One of the biggest barriers to sharing my Query Tuning AI setup internally, even with other DBAs, is the same issue – using it is annoying, especially setup. I do not have a fix yet.
Output
Some things are so fundamental to the investigative process that I actually include them in a standardized output. Mine is currently structured into four basic sections:
– Plan basics (type of plan, rows output, duration vs CPU)
– Mechanical explanation (where is time going, and why, at an operator level)
– Root issue (why did the plan end up in this shape)
– Recommendations (what should be investigated and tried next)
The structured output moderately improved accuracy, but also helped devs understand analysis when I gave it to them.
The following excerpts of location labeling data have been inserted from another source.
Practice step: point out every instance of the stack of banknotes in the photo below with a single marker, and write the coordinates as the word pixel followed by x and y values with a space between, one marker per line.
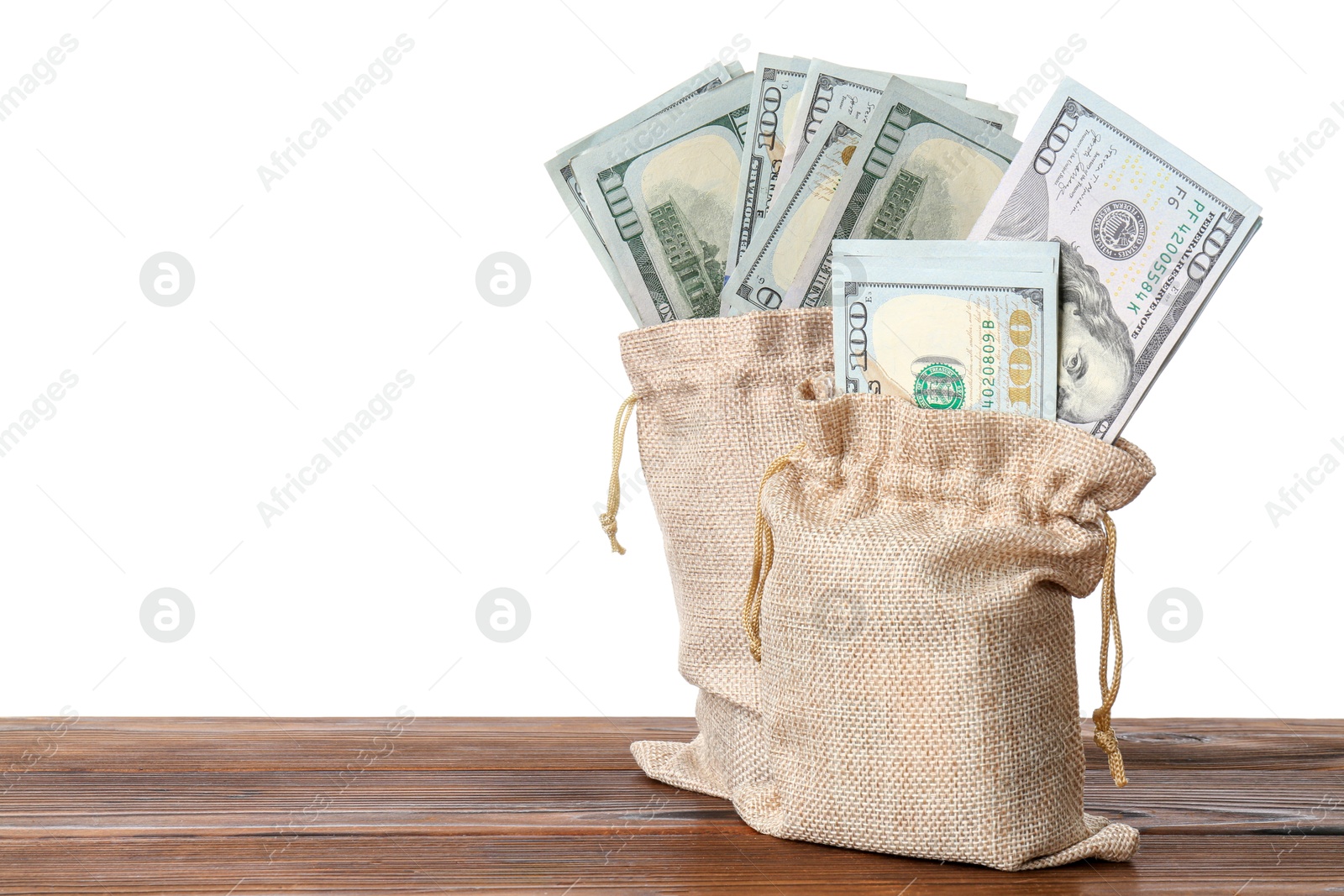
pixel 965 269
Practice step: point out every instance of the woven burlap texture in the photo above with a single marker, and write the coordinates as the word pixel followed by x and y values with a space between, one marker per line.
pixel 716 406
pixel 918 684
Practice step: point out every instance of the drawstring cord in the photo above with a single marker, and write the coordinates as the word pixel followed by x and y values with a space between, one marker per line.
pixel 763 558
pixel 1104 735
pixel 613 490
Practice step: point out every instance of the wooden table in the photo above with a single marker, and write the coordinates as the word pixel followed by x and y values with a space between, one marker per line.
pixel 558 806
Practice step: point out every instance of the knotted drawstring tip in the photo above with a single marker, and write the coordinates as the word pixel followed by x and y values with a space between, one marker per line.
pixel 609 527
pixel 1105 738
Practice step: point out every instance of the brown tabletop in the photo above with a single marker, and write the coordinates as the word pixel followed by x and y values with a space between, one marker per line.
pixel 558 806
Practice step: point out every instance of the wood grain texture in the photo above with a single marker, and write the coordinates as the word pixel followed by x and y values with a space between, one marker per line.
pixel 558 806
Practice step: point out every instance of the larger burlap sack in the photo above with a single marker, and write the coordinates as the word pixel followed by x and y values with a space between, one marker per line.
pixel 917 637
pixel 714 409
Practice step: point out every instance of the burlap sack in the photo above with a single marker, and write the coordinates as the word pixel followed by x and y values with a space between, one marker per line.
pixel 918 680
pixel 716 407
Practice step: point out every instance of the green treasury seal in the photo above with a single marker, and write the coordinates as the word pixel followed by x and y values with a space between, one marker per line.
pixel 940 387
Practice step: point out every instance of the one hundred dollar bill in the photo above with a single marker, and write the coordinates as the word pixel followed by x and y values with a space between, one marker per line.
pixel 662 197
pixel 1146 235
pixel 781 241
pixel 925 170
pixel 562 170
pixel 776 97
pixel 947 325
pixel 833 89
This breaks the skill-loop
One of my complaints about ORMs is that it produces low-complexity SQL just fine, but when it breaks (and it most certainly does), the devs who are reliant on it have no practice writing or fixing SQL. This will happen with AI. This WILL happen with AI.
It’s good enough to be a huge speedup for low and mid complexity, but guarantees skill atrophy and fails often enough that a human is still needed. The short-term benefits are so large that every manager will accept the tradeoff even before you do. Good luck.
Other thoughts
Two observations are common almost to triteness, but I can’t help making them too. First, there’s still a lot of work to do. Getting faster at certain DBA work just means I hit the other bottlenecks faster, and spend time addressing them. It also means I get to review a lot more queries. The cost of tuning is a lot lower.
Second, things are weird, and going to get weirder. This is a shakeup larger than the invention of the internet, even if AI weren’t going to continue improving. My level of uncertainty is off the charts. My day-to-day work looks nothing like it did 6 months ago, and I expect it to be quite different in another 6 months. I hope I still have a job in 5 years – I expect to in some form – but have to admit I don’t know.
Anyways, there was a common saying in EVE Online back when I played. Adapt or die.